Par là même je suis de plus en plus enclin à conclure que Memento Mori, Memento Vivere. ne me correspond plus. J'ai ébauché, avant, deux autres parties de la même longueur, mais je trouve démesuré d'écrire un texte auquel j'ai accordé tant d'ampleur pour " m'entraîner " et de le réduire à une fiction Zelda. Je l'ai souvent pris comme un devoir, j'y ai essayé, mais même, j'y ai écrit beaucoup d'aspects théâtraux, alors, autant se tourner vers le sommet qu'on veut. Je terminerai le chapitre qui me tient à cœur quel qu'en soit le prix et, selon le sort, j'écrirai un Épilogue prématuré ou non qui ne m'empêchera pas de laisser une ouverture. Au hasard.

Merci.

Le titre vient du poème À Villequier de Victor Hugo en hommage à sa fille Léopoldine.

*

« Il faut que l’herbe pousse ».

Sa fille, Zelda, à dix-sept ans,
John. Le salon sombre de John ; une table, quelques verres et carrés de chocolat.


— T’as pas du lait ?
— Tu bois encore du lait, toi ?
— Toujours, parrain. Rire détaché. Toi, mon parrain, moi, ton petit ovule, tu sais pas que depuis dix-sept ans je ne bois que du lait quand j’ai envie de boire autre chose que de la vodka ?
— Tu sais, tu n’es pas la seule à ne boire que du lait.
— Ne me parle pas d’elle. Tu fais exprès de ne parler que d’elle ou tu veux réellement me gâcher la soirée ?
— Tu ne peux pas être indifférente à la manière épanouie et heureuse de ton père d’en parler. C’est magique. C’est merveilleux ce qui lui arrive.
— Oh oui c’est merveilleux.
— Ne sois pas ironique. Je suis sûr qu’il aimerait le vivre, pleinement, normalement, il te dira la même chose. Il te dirait tout si tu lui demandais.
— J’ai pas envie de lui demander.
— Zelda, on dirait une gamine qui n’a pas envie d’entendre parler d’une belle-mère parce qu’elle est méchante ou que sais-je, à l’instant, tu es bête. C’est inutile d’être bête et c’est triste pour toi.
— C’est pas bête. C’est humain. Parle d’autre chose.
— Alors toi aussi. C’est toi-même qui réagis comme ça quand j’en parle, comme ça. Ça aide à la communication, « Ne me parle pas ».
— Ça aide, de parler à la fille de son meilleur ami de la femme qui peut lui faire oublier ma mère, femme qu’il ne veut plus croire et mère que je veux connaître.
— Pardon. Tu m’as compris, c’est moi, c’est la parole d’un père. J’en suis désolé, je suis comme ton père parfois. C’est pour ça.
— Léopold me manque parfois.
— Oui.
Silences.
— Ophélie aussi.
— Oui.
Silences.
— Je peux t’en parler de temps en temps ?
— Oui.
— Comment est-ce que ça passe, quatre ans ?
— Ils passent comme ils passeraient normalement. C’est une question mais, le temps, c’est plus rien, le temps, il est perdu, je l’ai oublié, il est passé le dernier de mes soucis.

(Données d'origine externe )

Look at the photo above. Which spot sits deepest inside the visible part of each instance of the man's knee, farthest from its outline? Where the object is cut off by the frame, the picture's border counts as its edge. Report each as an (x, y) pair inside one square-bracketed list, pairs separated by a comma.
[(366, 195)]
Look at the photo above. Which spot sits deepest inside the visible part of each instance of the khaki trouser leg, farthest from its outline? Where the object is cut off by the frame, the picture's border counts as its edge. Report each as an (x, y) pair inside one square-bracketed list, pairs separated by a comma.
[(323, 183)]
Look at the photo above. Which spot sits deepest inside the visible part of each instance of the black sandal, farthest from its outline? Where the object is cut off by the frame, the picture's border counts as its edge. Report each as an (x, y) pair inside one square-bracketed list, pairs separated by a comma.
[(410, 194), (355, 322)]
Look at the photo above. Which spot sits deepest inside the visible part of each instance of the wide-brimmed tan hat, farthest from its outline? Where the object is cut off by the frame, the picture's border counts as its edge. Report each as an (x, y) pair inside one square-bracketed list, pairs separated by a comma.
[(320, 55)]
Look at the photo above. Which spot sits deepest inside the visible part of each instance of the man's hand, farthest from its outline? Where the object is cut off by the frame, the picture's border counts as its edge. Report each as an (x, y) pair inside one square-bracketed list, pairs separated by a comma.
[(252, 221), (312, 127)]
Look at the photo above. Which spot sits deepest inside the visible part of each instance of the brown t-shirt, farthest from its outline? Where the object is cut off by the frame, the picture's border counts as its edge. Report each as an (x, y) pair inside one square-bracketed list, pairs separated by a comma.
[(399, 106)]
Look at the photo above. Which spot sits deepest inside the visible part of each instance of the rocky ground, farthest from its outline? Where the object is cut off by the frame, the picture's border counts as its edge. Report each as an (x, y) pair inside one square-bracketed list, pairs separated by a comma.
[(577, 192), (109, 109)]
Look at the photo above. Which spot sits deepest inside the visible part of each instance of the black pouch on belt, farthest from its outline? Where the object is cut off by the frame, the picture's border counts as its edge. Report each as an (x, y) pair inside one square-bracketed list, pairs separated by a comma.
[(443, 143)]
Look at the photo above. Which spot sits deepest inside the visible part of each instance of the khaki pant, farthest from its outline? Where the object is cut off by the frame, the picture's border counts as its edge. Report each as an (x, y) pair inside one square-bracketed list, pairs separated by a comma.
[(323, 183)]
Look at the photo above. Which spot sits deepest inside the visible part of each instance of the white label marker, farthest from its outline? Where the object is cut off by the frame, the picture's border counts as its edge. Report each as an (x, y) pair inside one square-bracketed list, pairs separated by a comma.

J’ai juste oublié. Oui. Oui, j’ai oublié.
— Comment est devenue Marthe ?
— Elle est devenue vieille. Moi, son mari, l’homme, j’essaye d’être encore jeune, d’avoir encore tout ça, mais elle, ma femme, la femme, elle est vieille, c’est très beau. C’est une très belle victoire, on a plus rien à perdre, ni à gagner. On n’a qu’un cœur pour deux quand on perd deux enfants. Quatre ans. Quatre ans.
— Tu sais, John, un jour, je ne sais plus si c’est Ophélie ou Léopold, parce que tous les deux, ils signaient simplement leurs nom avec un O ou un L
— Léopold passait le L avant le O et Ophélie passait le O avant le L. La barre du L d’Ophélie était presque absolument contenue dans le O, et seul le bas était allongé. Le O de Léopold était absolument contenu dans le L, il ne dépassait jamais la barre verticale, et seul le haut était allongé. Léopold avait inventé la sienne avec un stylo de Marthe et Ophélie avait inventé la sienne avec un stylo de moi. Le mien était un Parker et le sien était un Mont Blanc.
— Tu connais tout par cœur.
— Par cœur.
— Il me semble, alors, qu’il s’agissait d’Ophélie, parce que je la voyais un peu plus souvent, mais c’est un peu toujours la même chose, les souvenirs. Je n’ai jamais été mère moi, mais je te comprends, enfin, si je peux.
— Oui, mais tu n’as pas à t’excuser. Tu sais, je n’aime pas les gens qui s’excusent. C’est normal de ne pas savoir, c’est normal de ne jamais vouloir ressentir quelque chose d’aussi inhumain. Si ce n’est qu’à ça que doit mener le rêve d’être mère, ne le sois jamais, sois normale comme tu  rêves de l’être, sois toi.
— Excuse-moi. Oui, je sais que tu sais que tu le fais exprès…
— C’est bien toi, s’excuser de s’excuser, et c’est bien toutes les filles comme toi, « je sais que tu sais ».
— On ne se refait pas, John. Et quand on ne se refait pas, on est parfaite.
— T’aimes me monter le moral et me donner le sourire, mon petit ovule. Tu me remontes le sourire.
— T’es con.
Rires.
— Tu tenais profondément à me dire ce souvenir ?
— Oui, mais je sais plus trop. J’ai oublié.
— Je crois que moi aussi. J’ai oublié. Silences. Je ne sais plus vraiment si c’est à ça que je pensais, mais un jour, on jouait à se demander comment on aimerait mourir. Et, ce devait sûrement être Ophélie, parce qu’elle était un peu plus réservée, elle me l’a écrit sur un bout de papier et je l’ai toujours gardé. Ce que Léopold m’a dit et ce que j’ai dit, je ne m’en souviens plus. Mais, même si j’étais gosse, ce papier d’Ophélie, je ne l’ai jamais ouvert. J’ai eu peur. J’ai eu honte. Je me suis sentie coupable. J’ai voulu m’excuser et je le ferai même si tu veux m’en empêcher, excuse-moi, c’est plus fort que moi, des fois j’y repense, tu sais, des fois. Et elle m’a dit qu’au moins elle rêverait d’être incinérée. Elle doit être heureuse maintenant que tu l’as fait. Tout le monde l’a écoutée, et tout le monde pense à elle, maintenant, et Léopold aussi. Je trouve que c’est une très belle histoire, au final, parrain. On devrait en pleurer juste parce que c’est beau. Oui, c’est très beau.

*
« Modifié: lundi 26 novembre 2012, 23:27:32 par HamsterNihiliste »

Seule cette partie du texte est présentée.